Avocat

1°. Définition de l’activité

L’avocat est un professionnel de la justice dont les missions sont d’assister et/ou de représenter les parties en cas de litige. Il est compétent pour postuler et plaider devant les tribunaux, les organismes disciplinaires ou les autorités publiques.

L’avocat est également amené à rechercher des solutions amiables, recevoir des missions des instances judiciaires, faire des consultations juridiques ou encore rédiger des actes pour autrui (actes sous seing privé, courrier, mise en demeure, etc.).

2°. Qualifications professionnelles

a. Exigences nationales

Législation nationale

L’exercice de la profession d’avocat est réservé aux personnes inscrites au tableau du barreau des avocats, et qui :

  • sont de nationalité française ou ressortissant d’un État membre de l’Union européenne (UE) ou partie à l’accord sur l’Espace économique européen (EEE) ;

  • sont titulaires d’une maîtrise en droit (bac + 4) ou d’un titre de formation reconnu comme équivalent ;

  • sont titulaires du certificat d’aptitude à la profession d’avocat (Capa) obtenu dans un centre régional de formation ;

  • n’ont pas fait l’objet de condamnation pénale pour des agissements contraires à l’honneur, à la probité ou aux bonnes mœurs ;

  • n’ont pas fait l’objet de sanction disciplinaire ou administrative de destitution, radiation, révocation, retrait d’agrément ou d’autorisation ;

  • n’ont pas fait l’objet de faillite personnelle.

Pour aller plus loin : article 11 de la loi n° 71-1130 du 31 décembre 1971 portant réforme de certaines professions judiciaires et juridiques.

Formation

L’accès au centre régional de formation professionnelle délivrant le Capa se fait après avoir réussi un examen d’entrée comportant des épreuves écrites d’admissibilité et des épreuves orales d’admission, organisées par les universités.

L’examen est ouvert aux titulaires d’une maîtrise en droit minimum.

La formation au centre régional se compose en trois période :

  • une partie commune de base qui dure six mois pendant laquelle l’élève avocat apprend la déontologie, la rédaction des actes juridiques, la plaidoirie et le débat oral ;

  • une deuxième période de six mois consacrée à la réalisation du projet pédagogique individuel ;

  • une dernière période de six mois consacrée à un stage auprès d’un avocat.

À l’issue de ces trois périodes, l’élève avocat se présente à l’examen du Capa.

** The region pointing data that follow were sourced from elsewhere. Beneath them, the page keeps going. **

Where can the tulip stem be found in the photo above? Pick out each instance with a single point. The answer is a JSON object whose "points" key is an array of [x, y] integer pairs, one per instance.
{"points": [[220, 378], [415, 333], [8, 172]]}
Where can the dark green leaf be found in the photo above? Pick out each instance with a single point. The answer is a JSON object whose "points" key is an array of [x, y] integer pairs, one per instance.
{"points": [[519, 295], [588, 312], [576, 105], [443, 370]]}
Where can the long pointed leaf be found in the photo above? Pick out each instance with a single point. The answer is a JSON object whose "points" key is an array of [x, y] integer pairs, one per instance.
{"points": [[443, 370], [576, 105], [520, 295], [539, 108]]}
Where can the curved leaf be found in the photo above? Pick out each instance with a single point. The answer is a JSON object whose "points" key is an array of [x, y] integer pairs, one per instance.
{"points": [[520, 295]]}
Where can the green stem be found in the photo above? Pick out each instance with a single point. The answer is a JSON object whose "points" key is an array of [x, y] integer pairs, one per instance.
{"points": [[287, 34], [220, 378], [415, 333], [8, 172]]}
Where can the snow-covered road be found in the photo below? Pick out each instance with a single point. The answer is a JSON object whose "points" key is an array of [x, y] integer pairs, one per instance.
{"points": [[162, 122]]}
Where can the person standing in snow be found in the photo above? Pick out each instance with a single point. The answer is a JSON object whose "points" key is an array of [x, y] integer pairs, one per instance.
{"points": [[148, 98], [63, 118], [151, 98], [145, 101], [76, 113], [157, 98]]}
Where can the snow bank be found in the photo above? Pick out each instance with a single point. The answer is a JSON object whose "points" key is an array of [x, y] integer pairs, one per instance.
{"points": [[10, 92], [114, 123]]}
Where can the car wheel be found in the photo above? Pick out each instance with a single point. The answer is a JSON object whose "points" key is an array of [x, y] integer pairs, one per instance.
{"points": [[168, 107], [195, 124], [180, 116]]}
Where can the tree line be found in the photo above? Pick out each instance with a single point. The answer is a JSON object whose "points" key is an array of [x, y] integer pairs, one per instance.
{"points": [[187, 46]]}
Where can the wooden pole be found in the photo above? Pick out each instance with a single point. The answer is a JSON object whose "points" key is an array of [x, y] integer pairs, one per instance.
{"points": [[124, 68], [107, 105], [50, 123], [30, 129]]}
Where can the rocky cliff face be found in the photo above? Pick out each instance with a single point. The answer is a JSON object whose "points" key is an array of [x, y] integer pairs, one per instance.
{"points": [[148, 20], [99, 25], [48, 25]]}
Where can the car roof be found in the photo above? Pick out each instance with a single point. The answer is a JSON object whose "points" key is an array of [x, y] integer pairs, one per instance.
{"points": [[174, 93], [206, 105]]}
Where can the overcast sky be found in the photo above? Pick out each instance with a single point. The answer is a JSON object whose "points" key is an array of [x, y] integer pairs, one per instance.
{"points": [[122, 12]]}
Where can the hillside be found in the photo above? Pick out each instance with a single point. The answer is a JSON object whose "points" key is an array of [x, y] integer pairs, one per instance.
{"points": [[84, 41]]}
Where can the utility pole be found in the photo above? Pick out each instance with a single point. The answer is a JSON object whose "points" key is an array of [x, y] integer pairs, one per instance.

Pour aller plus loin : article 51 et suivants du décret n° 91-1197 du 27 novembre 1991 organisant la profession d’avocat ; arrêté du 17 octobre 2016 fixant le programme et les modalités de l’examen d’accès au centre régional de formation professionnelle d’avocats.

Coûts associés à la qualification

Les frais d’inscription à la formation menant à la délivrance du Capa dépendent des écoles qui la dispensent. Pour plus d’informations, il est conseillé de se rapprocher de ces établissements.

b. Ressortissant de l’UE ou de l’EEE : en vue d’un exercice temporaire et occasionnel (Libre Prestation de Services)

Tout ressortissant d’un État de l’UE ou de l’EEE, exerçant légalement l’activité d’avocat dans l’un de ces États, peut faire usage de son titre professionnel en France, à titre temporaire ou occasionnel.

Il devra exercer la représentation de ses clients dans le respect des règles qui s’appliquent aux avocats français.

En cas de représentation devant une Cour d’appel, le ressortissant devra élire domicile auprès d’un avocat habilité.

Pour aller plus loin : articles 202 à 202-3 du décret n° 91-1197 du 27 novembre 1991 organisant la profession d’avocat.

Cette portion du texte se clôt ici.